Pandas has a function to read CSV files and turn them into tables
- These tables are called DataFrames
*Alter the 'users.head()' code below to return more than 5 rows of user data at a time.*
What happens if you change the column names in 'u_cols'* ?*
What happens if you change the separator type to sep='\t'* ?*

In [2]:

# Pass in column names for each CSV column
u_cols = ['user_id', 'age', 'sex', 'occupation', 'zip_code']

# Convert data from CSV into a DataFrame called 'users'
users = pd.read_csv(
    'http://files.grouplens.org/datasets/movielens/ml-100k/u.user', 
    sep='|', names=u_cols)

# Change the amount of data returned by the .head() function
# By default it returns the first 5 rows of data in the specified dataframe
users.head()

Out[2]:

	user_id	age	sex	occupation	zip_code
0	1	24	M	technician	85711
1	2	53	F	other	94043
2	3	23	M	writer	32067
3	4	24	M	technician	43537
4	5	33	F	other	15213

READ THE MOVIE RATINGS

Use the code above as a reference for completing this section.

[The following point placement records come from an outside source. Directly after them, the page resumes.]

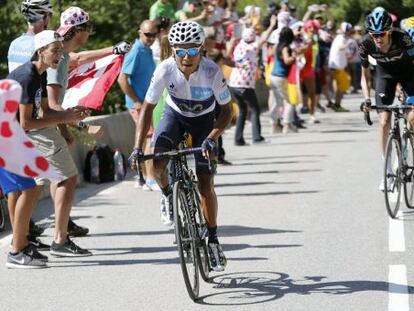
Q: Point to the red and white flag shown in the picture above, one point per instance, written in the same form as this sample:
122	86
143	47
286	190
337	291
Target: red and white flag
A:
89	83
17	153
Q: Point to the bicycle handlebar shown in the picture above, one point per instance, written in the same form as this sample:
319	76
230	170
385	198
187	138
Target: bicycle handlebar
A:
170	155
367	117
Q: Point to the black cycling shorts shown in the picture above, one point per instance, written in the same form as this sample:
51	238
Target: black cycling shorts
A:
171	128
386	84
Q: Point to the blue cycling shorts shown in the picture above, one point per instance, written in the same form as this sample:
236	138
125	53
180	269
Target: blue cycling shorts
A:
10	182
171	128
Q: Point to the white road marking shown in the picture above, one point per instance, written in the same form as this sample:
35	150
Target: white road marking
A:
397	288
5	241
396	239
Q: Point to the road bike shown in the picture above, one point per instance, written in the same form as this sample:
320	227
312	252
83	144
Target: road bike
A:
190	225
399	158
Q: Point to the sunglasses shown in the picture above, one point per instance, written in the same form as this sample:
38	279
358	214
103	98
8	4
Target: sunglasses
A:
150	34
191	52
378	35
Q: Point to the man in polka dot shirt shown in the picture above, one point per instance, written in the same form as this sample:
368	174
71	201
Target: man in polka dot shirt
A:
34	116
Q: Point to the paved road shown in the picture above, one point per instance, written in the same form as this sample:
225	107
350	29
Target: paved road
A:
302	223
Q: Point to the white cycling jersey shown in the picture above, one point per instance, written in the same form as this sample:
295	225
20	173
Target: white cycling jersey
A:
193	97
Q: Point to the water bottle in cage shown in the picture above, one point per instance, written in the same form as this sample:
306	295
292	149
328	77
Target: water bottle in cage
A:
118	166
94	168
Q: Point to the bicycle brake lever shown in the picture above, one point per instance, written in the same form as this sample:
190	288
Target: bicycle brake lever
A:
140	175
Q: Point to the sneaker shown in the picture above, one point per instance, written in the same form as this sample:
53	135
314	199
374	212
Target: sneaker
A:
289	128
68	249
313	120
261	140
241	143
75	230
138	184
23	260
151	185
166	210
217	259
37	244
304	110
320	108
339	108
34	229
33	251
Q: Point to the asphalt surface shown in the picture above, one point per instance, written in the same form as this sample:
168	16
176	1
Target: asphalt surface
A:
302	223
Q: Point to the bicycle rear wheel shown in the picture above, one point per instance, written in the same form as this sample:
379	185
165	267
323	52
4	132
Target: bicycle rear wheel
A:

How can you find information regarding a dataset?
- This situation is unique as we have been provided a pre-compiled data-set with a resource for how the data is assembled
- Click on the link below and open it beside your notebook: http://files.grouplens.org/datasets/movielens/ml-100k
Open the 'README' file and observe the 'u.data' information
Open the 'u.data' file and observe the structure of the data
- When understanding how data should be read by 'pandas', it is important to view the data itself as opposed to relying solely on the documentation that may or may not be provided as it can contain visual clues to how it should be interpreted.
How many columns of data are there?
What are the column names?
What are the data-types?

Load the CSV data for movie ratings into a DataFrame called 'ratings'.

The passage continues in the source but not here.